Em busca do jornalismo perdido

Vocação - Jornalista "desde pequenininha" Graciela vai dividir mesa na FLIP com David Carr, do New York Times
Vocação – Jornalista “desde pequenininha” 

Aos 8 anos, Graciela já sabia o que queria ser. Para surpresa de seus pais, ele engenheiro, ela bioquímica, a pequena Mochkofsky tinha certeza de que dali a 12 anos estaria em uma redação. Tinha até criado sua primeira revistinha, a Club de los Castores, com recortes de outras revistas. Hoje, aos 43, formada na Columbia University, em Nova York, está desiludida com o velho Jornalismo, em busca de novas soluções, como o site que criou com o marido, El Puercuespín. Em parte por isso, publicou já seis livros, depois de passagens pelos jornais Página 12 e La Nación.

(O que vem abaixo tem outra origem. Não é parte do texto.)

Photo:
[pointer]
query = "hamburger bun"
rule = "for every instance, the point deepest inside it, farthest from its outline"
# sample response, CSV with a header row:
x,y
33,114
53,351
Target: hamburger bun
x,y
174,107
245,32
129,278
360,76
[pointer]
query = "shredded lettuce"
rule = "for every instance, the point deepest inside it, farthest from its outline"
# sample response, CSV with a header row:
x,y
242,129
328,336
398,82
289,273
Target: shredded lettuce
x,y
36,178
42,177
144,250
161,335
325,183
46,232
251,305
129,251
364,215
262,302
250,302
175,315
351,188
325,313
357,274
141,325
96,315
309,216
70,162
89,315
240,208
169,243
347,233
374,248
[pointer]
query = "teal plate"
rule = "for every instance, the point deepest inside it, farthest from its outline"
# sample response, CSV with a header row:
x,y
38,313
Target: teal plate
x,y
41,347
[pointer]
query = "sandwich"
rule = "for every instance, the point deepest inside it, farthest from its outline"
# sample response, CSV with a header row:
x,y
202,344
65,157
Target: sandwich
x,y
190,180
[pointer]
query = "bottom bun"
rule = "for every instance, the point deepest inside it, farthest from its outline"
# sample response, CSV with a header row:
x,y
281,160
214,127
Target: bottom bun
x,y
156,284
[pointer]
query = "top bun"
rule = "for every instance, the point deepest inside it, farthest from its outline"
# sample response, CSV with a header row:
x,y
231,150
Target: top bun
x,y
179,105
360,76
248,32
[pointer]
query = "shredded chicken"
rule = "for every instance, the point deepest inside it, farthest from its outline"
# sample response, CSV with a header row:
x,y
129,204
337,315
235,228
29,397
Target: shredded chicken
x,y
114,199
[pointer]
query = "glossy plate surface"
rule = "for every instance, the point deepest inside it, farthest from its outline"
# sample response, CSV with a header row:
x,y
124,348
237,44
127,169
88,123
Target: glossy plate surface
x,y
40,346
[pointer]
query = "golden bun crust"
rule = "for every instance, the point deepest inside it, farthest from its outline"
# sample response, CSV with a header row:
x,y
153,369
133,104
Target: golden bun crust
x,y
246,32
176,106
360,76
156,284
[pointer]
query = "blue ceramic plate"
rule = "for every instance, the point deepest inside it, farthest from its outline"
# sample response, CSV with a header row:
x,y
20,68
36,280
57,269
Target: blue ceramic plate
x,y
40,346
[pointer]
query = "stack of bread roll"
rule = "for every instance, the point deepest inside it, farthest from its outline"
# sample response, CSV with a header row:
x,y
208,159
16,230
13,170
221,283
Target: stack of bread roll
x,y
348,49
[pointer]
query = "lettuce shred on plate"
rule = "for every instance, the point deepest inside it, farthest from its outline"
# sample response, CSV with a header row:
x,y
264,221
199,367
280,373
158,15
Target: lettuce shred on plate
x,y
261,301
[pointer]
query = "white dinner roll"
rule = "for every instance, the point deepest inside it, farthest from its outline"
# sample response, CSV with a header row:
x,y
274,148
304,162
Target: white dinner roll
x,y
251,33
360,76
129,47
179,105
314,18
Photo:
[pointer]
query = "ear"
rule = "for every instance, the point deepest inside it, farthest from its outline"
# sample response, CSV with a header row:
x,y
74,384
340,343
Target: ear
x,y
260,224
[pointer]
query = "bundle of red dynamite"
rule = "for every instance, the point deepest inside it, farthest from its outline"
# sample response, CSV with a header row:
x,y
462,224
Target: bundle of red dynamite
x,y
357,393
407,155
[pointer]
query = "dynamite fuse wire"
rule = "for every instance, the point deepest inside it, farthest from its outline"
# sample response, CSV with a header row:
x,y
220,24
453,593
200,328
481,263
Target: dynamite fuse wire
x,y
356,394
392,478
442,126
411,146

Colaboradora da revista Piauí e de outros veículos importantes, como a mítica The Paris Review, ela vem lançar Estação Terminal (e-galáxia), livro em que conta o trágico acidente de trem que matou 51 pessoas e deixou mais de 700 feridas em Buenos Aires, em fevereiro de 2012. E fez parte da mesa “Narradores do Poder”, na Festa Literária Internacional de Paraty. A seu lado, esteve o jornalista do New York Times David Carr, autor da autobiografia A Noite da Arma (Editora Record). Eles conversaram sobre as relações da imprensa e o poder, tema de um dos principais livros de Graciela, Pecado Original, sobre as disputas entre os Kirchner e o conglomerado de mídia do Clarín.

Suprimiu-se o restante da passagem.